Grevillea dolichopoda
- Conservation status: Least Concern (IUCN 3.1)

Scientific classification
- Kingdom: Plantae
- Clade: Embryophytes
- Clade: Tracheophytes
- Clade: Spermatophytes
- Clade: Angiosperms
- Clade: Eudicots
- Order: Proteales
- Family: Proteaceae
- Genus: Grevillea
- Species: G. dolichopoda
- Binomial name: Grevillea dolichopoda (McGill.) Olde & Marriott
- Synonyms: Grevillea disjuncta 'longer-leaved form'; Grevillea disjuncta subsp. dolichopoda McGill.;

= Grevillea dolichopoda =

- Genus: Grevillea
- Species: dolichopoda
- Authority: (McGill.) Olde & Marriott
- Conservation status: LC
- Synonyms: Grevillea disjuncta 'longer-leaved form', Grevillea disjuncta subsp. dolichopoda McGill.

Species of shrub native to Western Australia

Grevillea dolichopoda is a species of flowering plant in the family Proteaceae and is endemic to the south-west of Western Australia. It is a low-lying shrub with linear to more or less cylindrical leaves and groups up to four red and orange flowers with a red, green-tipped style.

==Description==
Grevillea dolichopoda is a low-lying shrub that typically grows to a height of 30–60 cm. Its leaves are linear to more or less cylindrical, 25–70 mm long and 1–2.5 mm wide with the edges rolled under, enclosing the lower surface. The flowers are arranged in groups of up to four, 20–40 mm long on a hairy rachis about 1 mm long. The flowers are red and orange with a green-tipped, red style, the pistil 23–24 mm long. Flowering occurs from April to November and the fruit is an oval follicle about 12 mm long with a few shaggy hairs.

==Taxonomy==
This grevillea was first formally described in 1986 by Donald McGillivray who gave it the name Grevillea disjuncta subsp. dolichopoda in his book New names in Grevillea (Proteaceae) from specimens collected near Ongerup in 1976. In 1993 Peter M. Olde and Neil R. Marriott raised the subspecies to species status as Grevillea dolichopoda. The specific epithet (dolichopoda) means "long foot".
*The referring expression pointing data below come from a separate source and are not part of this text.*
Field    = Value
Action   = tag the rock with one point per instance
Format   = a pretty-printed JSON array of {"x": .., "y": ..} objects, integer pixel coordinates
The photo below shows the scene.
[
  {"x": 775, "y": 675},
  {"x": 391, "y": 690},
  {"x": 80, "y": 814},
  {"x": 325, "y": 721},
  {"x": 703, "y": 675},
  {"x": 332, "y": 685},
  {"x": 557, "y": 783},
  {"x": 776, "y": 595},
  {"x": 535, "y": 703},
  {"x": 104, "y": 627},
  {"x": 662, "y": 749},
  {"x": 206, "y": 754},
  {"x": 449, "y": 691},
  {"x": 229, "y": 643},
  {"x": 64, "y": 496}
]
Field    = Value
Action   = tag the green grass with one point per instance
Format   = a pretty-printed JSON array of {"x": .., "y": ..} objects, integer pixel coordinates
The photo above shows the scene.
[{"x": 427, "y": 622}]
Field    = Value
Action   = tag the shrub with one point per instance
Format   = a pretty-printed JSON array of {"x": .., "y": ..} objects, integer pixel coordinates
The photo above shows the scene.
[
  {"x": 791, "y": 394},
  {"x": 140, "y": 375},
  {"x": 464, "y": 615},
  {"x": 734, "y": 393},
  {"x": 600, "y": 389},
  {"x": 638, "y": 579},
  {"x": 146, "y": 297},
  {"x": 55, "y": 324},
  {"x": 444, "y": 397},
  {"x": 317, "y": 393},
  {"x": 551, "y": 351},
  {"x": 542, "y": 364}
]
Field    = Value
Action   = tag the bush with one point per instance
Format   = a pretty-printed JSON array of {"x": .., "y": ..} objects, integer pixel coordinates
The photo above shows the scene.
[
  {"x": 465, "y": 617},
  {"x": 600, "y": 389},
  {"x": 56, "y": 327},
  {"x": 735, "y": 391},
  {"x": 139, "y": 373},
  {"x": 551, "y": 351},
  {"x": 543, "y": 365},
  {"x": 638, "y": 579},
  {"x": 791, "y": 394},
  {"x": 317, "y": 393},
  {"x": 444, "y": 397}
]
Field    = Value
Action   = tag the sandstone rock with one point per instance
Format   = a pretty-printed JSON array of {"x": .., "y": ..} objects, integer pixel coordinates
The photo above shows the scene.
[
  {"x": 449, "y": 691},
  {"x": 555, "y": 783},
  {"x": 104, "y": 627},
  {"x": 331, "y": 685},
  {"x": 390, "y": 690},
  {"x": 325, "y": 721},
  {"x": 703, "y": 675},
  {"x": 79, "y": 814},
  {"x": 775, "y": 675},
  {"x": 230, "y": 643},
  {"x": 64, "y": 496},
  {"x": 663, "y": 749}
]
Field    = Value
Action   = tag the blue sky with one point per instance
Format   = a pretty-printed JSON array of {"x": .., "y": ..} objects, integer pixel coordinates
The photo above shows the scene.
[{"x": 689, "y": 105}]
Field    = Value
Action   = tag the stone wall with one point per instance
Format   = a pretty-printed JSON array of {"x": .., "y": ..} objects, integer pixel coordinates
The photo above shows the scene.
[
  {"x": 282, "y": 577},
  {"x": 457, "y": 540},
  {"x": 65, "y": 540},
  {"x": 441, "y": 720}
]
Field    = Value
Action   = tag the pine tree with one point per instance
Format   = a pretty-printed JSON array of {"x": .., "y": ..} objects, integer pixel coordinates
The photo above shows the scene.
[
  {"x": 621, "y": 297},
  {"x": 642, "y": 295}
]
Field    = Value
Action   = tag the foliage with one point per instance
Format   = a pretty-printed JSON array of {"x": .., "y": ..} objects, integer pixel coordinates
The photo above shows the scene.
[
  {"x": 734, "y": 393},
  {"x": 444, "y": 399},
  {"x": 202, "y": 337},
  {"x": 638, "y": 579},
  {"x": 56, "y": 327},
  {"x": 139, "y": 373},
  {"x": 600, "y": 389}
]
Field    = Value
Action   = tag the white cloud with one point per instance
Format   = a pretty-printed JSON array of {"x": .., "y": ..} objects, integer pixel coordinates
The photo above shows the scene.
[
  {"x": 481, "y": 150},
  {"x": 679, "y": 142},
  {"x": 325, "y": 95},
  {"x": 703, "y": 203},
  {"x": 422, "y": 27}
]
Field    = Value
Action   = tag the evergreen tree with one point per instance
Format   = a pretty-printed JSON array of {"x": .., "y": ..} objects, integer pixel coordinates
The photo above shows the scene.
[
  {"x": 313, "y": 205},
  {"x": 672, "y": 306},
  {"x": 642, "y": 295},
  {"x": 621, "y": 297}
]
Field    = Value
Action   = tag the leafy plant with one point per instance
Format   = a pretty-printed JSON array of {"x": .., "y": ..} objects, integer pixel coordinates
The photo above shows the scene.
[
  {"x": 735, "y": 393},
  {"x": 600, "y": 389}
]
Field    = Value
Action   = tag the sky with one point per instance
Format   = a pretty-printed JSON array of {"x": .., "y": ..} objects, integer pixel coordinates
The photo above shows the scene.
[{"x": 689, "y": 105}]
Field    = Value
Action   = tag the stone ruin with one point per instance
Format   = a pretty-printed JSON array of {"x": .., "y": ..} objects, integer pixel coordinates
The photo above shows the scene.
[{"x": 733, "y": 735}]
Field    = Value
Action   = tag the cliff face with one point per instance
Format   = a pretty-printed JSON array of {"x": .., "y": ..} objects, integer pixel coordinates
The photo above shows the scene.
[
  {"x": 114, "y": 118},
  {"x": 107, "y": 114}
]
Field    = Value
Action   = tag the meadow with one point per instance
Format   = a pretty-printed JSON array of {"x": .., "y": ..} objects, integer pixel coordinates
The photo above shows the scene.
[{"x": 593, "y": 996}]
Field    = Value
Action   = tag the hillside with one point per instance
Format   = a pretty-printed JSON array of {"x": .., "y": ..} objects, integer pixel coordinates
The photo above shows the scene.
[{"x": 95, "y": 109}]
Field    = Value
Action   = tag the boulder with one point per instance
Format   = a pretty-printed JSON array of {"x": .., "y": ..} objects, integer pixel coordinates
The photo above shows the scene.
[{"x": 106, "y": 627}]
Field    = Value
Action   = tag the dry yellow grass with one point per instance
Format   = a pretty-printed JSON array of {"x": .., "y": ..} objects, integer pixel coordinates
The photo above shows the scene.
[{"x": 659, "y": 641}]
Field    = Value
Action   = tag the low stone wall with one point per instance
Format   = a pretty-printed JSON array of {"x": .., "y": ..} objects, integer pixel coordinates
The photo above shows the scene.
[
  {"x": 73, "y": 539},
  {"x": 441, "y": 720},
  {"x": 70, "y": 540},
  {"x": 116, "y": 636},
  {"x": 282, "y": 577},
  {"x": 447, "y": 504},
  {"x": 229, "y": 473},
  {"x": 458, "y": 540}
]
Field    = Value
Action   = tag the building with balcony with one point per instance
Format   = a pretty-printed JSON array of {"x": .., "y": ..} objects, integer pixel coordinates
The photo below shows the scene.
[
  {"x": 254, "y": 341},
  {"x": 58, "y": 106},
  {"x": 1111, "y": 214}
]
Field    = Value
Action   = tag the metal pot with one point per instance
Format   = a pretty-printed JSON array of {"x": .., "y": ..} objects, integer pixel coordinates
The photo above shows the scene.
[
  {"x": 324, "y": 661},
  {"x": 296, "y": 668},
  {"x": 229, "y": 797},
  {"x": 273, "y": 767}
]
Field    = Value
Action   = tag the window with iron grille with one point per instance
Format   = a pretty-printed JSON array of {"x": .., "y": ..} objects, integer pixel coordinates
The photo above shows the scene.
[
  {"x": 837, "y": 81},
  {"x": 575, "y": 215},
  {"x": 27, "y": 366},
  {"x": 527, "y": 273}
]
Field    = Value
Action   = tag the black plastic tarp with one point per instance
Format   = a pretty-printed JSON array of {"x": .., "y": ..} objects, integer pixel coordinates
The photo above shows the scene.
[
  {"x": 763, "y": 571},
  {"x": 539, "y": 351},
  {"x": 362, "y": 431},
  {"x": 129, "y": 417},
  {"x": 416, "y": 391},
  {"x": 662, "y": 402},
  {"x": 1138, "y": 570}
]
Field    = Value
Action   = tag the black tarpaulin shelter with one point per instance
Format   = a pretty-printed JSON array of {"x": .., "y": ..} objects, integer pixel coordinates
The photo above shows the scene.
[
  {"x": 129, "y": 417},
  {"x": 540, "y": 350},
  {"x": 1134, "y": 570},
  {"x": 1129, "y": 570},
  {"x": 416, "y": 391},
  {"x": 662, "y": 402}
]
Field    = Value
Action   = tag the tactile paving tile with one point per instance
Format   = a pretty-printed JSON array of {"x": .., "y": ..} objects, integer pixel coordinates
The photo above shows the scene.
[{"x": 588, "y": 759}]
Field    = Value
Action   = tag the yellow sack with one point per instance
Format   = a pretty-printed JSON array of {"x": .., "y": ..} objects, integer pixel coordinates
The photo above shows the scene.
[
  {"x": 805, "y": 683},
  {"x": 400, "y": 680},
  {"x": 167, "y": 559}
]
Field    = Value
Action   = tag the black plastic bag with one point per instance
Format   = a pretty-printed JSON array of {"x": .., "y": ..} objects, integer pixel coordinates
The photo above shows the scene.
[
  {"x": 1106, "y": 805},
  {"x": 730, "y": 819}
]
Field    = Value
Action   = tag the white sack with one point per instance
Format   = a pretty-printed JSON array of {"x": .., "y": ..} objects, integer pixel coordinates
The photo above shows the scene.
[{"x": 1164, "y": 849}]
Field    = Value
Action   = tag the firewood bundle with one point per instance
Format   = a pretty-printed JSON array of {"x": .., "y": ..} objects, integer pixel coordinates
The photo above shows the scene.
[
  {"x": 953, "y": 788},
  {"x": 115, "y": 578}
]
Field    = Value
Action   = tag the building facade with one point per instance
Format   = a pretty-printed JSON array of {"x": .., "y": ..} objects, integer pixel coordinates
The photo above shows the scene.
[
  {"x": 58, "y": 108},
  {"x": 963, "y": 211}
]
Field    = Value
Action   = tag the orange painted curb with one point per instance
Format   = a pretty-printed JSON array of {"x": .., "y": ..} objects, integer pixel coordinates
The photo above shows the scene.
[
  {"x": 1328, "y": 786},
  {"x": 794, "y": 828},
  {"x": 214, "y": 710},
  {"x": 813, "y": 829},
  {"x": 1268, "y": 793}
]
==Distribution and habitat==
Grevillea dolichopoda grows in heath or mallee shrubland from Nyabing to the Gairdner River, between Varley and Ravensthorpe, and from East Mount Barren to the lower Hamersley River in the Esperance Plains and Mallee biogeographic regions of south-western Western Australia.

==Conservation status==
Grevillea dolichopoda has been listed as least concern on the IUCN Red List of Threatened Species. It is locally common within its distribution and its population is believed to be mostly stable. Historical habitat destruction and land clearing for agriculture has reduced the range and habitat of the species. Current threats include mining activity and associated infrastructure such as the development of roads within part of its distribution in the Ravensthorpe region, though these threats are not severe enough to warrant a threatened or near-threatened category. It is found within multiple protected areas and does not currently require any additional conservation measures.